Orz - compress better than bzip2 and faster than gzip

#1

https://github.com/richox/orz

orz is an optimized ROLZ/Huffman algorithm based data compressor. for most benchmark data, it is now compressing better than bzip2, and faster than gzip.
orz is under active development. we are looking for ways to improve its performance. very welcome to you to give suggestions and make contributions.

7 Likes
#2

Thanks for making this!

Can it be used as a library and for stream compression like gzip? Eg. Wrap an AsyncRead/AsyncWrite bytestream so it will be compressed/decompressed?

From the table on the repo it looks like the decompression speed is where the competition is though for orz…

#3

What about pbzip2? As I know it use the same algorithm as ordinary bzip2 utility,
but because of parallel execution it is possible to utilize all cores of CPU, so it is n-times faster then bzip2. So orz single-threaded or multi-threaded program?

#4

orz is currently single threaded. it can be made parallelized by simply splitting input data into blocks. just as @najamelan said, i will try to split it into a compression library and cli app in the future, and apply parallelization in cli.

1 Like
#5

It might be useful to implement the parallelization in the library. Clients might be interested in that. You can provide an API where the user can choose whether to use multiple threads or not. I think that with rayon it should be straightforward to have a reliable implementation (I mean cross platform out of the box etc).

You can always hide features like this behind a feature flag to avoid imposing the dependencies on users that don’t need them.
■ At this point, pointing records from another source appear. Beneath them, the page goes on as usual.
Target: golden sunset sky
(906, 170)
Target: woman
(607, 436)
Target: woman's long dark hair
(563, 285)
I generally put everything in a lib, except main and clap (command line argument parsing) specific code.

2 Likes
#6

I think you should mention the --silent command line argument within the --help message :nerd_face:

Also, what extension do you suggest for the encoded result? .orz?

Quick test:

encode                                                                                                  
======                                                                                                  
                                                                                                        
time bzip2 for_bzip2.pbrt                                                                               
84.173u 0.255s 1:24.45 99.9%  0+0k 0+99000io 0pf+0w                                                     
time gzip for_gzip.pbrt                                                                                 
18.442u 0.235s 0:18.68 99.9%  0+0k 0+127896io 0pf+0w                                                    
time orz encode --silent for_orz.pbrt for_orz.pbrt.orz                                                  
12.138u 0.194s 0:12.33 99.9%  0+0k 0+111872io 0pf+0w                                                    
                                                                                                        
total 484424                                                                                            
-rw-r--r-- 1 jan users  50687667 Apr 17 11:26 for_bzip2.pbrt.bz2                                        
-rw-r--r-- 1 jan users  65482538 Apr 17 11:25 for_gzip.pbrt.gz                                          
-rw-r--r-- 1 jan users 322597185 Apr 17 11:26 for_orz.pbrt                                              
-rw-rw-rw- 1 jan users  57271395 Apr 17 11:44 for_orz.pbrt.orz                                          
                                                                                                        
decode                                                                                                  
======                                                                                                  
                                                                                                        
time bunzip2 for_bzip2.pbrt.bz2                                                                         
12.664u 0.652s 0:13.32 99.9%  0+0k 0+630080io 0pf+0w                                                    
time gunzip for_gzip.pbrt.gz                                                                            
2.583u 0.312s 0:02.89 100.0%  0+0k 0+630080io 0pf+0w                                                    
time orz decode --silent for_orz.pbrt.orz from_orz.pbrt                                                 
2.986u 0.294s 0:03.28 99.6% 0+0k 0+630080io 0pf+0w                                                      
                                                                                                        
total 1316096                                                                                           
-rw-r--r-- 1 jan users 322597185 Apr 17 11:26 for_bzip2.pbrt                                            
-rw-r--r-- 1 jan users 322597185 Apr 17 11:25 for_gzip.pbrt                                             
-rw-r--r-- 1 jan users 322597185 Apr 17 11:26 for_orz.pbrt                                              
-rw-rw-rw- 1 jan users  57271395 Apr 17 11:44 for_orz.pbrt.orz                                          
-rw-rw-rw- 1 jan users 322597185 Apr 17 11:47 from_orz.pbrt                                             
1 Like